NVIDIA has demonstrated that large language models can expedite robot training. Robots with four limbs trained using the DrEureka model outperform standard learning systems by 34% in real-world movement speed and 20% in distance covered.
In robot development, they’re typically trained in a virtual environment and then tested in real-world settings. Transferring skills from simulation to reality is one of the most laborious tasks due to unforeseen “perturbations” in the real world that can unpredictably affect robot behavior (e.g., surface tilts relative to the horizon or variations in friction coefficients). Typically, this transfer requires extensive manual tweaking of reward functions and modeling parameters.
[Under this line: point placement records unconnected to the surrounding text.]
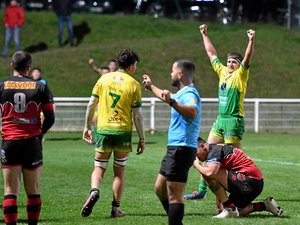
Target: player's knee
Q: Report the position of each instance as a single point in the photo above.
(101, 163)
(120, 162)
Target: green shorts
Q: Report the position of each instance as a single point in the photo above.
(109, 143)
(229, 128)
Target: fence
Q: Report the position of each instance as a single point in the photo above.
(268, 115)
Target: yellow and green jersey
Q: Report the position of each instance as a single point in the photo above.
(232, 89)
(118, 93)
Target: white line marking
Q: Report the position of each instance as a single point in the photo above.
(276, 162)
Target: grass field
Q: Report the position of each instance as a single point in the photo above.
(159, 43)
(68, 163)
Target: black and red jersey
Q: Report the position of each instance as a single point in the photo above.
(22, 100)
(234, 159)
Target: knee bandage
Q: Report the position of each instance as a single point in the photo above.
(120, 162)
(101, 163)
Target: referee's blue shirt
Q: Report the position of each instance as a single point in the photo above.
(185, 131)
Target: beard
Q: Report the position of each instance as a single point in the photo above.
(176, 83)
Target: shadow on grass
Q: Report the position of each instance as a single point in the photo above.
(63, 139)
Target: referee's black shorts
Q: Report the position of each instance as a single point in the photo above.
(26, 153)
(177, 162)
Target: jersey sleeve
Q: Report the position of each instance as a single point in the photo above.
(47, 102)
(190, 99)
(137, 97)
(217, 66)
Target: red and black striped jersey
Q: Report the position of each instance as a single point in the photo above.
(22, 100)
(234, 159)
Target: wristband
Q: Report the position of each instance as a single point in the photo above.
(172, 102)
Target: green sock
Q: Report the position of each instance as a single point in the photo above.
(202, 187)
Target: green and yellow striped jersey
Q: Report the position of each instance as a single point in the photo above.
(232, 89)
(118, 93)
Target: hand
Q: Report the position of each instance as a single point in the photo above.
(196, 162)
(203, 29)
(251, 34)
(147, 82)
(87, 136)
(91, 61)
(141, 147)
(166, 96)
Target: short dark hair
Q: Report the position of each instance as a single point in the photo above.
(126, 58)
(237, 56)
(36, 68)
(187, 67)
(201, 140)
(112, 60)
(21, 61)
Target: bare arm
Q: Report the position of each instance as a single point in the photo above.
(250, 48)
(87, 132)
(165, 96)
(208, 170)
(138, 121)
(210, 49)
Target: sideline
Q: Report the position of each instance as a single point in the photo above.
(276, 162)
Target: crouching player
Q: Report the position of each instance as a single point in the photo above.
(229, 169)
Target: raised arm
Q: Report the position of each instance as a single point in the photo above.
(165, 96)
(210, 49)
(250, 48)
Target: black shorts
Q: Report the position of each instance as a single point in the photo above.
(177, 162)
(243, 189)
(26, 153)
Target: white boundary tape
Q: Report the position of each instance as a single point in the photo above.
(276, 162)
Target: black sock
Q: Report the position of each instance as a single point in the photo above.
(228, 204)
(165, 204)
(176, 212)
(94, 189)
(259, 206)
(115, 204)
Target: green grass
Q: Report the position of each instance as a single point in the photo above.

The study introduces the DrEureka (Domain Randomization Eureka) technology, which automatically generates reward functions and randomizes virtual environments, introducing random perturbations. DrEureka requires only a high-level task description and transfers learned strategies from the simulated environment to the real world faster and more efficiently than manually developed reward functions.
DrEureka is built on the Eureka technology, introduced in October 2023. Eureka utilizes the description of the robotic task and a language model to create software implementations of a reward function that measures success in performing that task. These reward functions are then run in simulation, and the results are fed back into the language model, which analyzes the outcome and improves the reward function.
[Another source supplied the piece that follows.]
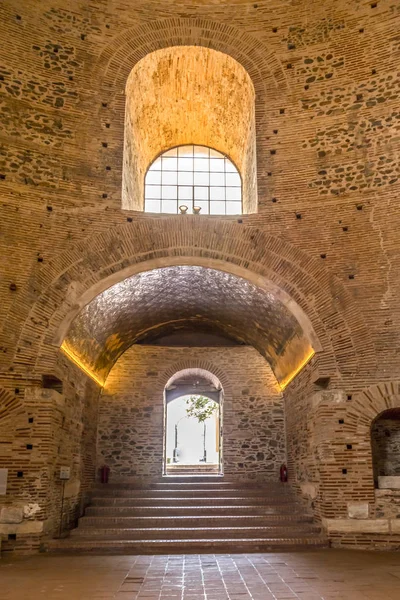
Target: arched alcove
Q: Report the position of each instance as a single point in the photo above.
(188, 95)
(385, 443)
To account for potential environmental perturbations, DrEureka automatically adjusts space randomization parameters. DrEureka employs a multi-stage process, allowing for the simultaneous optimization of reward functions and domain randomization parameters.
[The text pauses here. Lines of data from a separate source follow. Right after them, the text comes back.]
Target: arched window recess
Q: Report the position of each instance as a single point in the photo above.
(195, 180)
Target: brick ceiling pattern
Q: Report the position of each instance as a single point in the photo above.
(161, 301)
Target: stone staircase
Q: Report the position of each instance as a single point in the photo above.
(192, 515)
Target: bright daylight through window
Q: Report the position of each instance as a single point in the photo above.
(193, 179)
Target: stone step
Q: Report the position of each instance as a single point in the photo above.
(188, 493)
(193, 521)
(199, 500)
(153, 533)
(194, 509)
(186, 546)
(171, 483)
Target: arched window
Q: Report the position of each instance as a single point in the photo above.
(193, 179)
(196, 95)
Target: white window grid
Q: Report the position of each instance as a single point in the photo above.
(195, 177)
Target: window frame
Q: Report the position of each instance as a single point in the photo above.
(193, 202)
Researchers evaluated DrEureka on four-limbed robots, although this approach is generalizable and applicable to various robots and tasks. The results demonstrate that robots trained with DrEureka outperform standard human-developed learning systems by 34% in movement speed and 20% in distance covered in real-world conditions. Scientists also tested DrEureka on the dexterity of robotic arms. Over a certain period, the best-performing robot trained with DrEureka executed 300% more cube rotations than a human-trained robot.